One only needs to witness the feverish support of Basque fans at races that pass through their countryside and cities to see how their passion sustains local cycling, as well as the loyalty that having their own cycling team can engender.
A cooperative future?
The MCC is very careful in answering the question as to whether its cooperative system is an alternative to capitalist methods of ownership and production.
“We have no pretensions in this area,” it says on its website. “We simply believe that we have developed a way of making companies more human and participatory. It is an approach that, furthermore, fits in well with the latest and most advanced management models, which tend to place more value on workers themselves as the principal asset and source of competitive advantage of modern companies.”
In support of its case, the MCC points to studies showing higher per capita income, lower unemployment, and a ‘fairer’ distribution of wealth in the region in which it operates. Its cooperative model has been subject to numerous studies, and the growth of the network has had many controversies as the sheer scale of its endeavours has increased. Debates over its successes and failures, and possibly its compromises from its ideals, will be ongoing.
Orbea is at the tip of the cooperative iceberg, which represents an alternative business model to unfettered capitalism. The company also contributes to the community of Basque cycling, to regional passion for the sport, and to its future development. These seem like values worth supporting.

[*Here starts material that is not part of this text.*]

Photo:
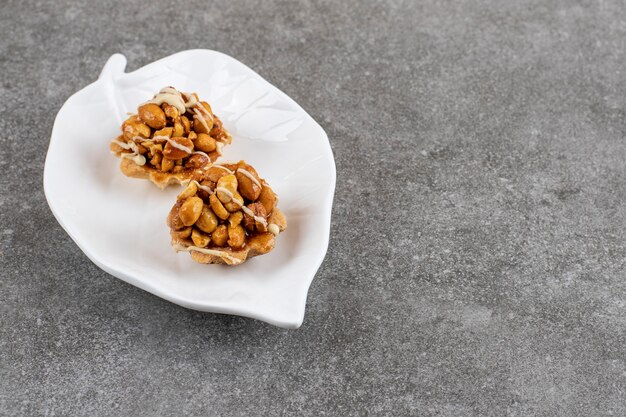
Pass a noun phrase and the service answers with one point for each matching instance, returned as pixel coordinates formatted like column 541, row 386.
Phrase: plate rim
column 114, row 67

That’s not to say that Orbea is any better than any other cycling company, a debate beyond the scope of this overview. But the company has an identity based on specific principles. Like any consumer choice, buyers are free to reach their own conclusions whether or not such factors are important, just as others will draw their own conclusions about a fellow rider’s choice of ride, jersey, or product association.
Still, when I swing my leg over my bike I am thinking about the principles associated with its inception and I’m happy to be associated with its identity. Plus, I really like orange.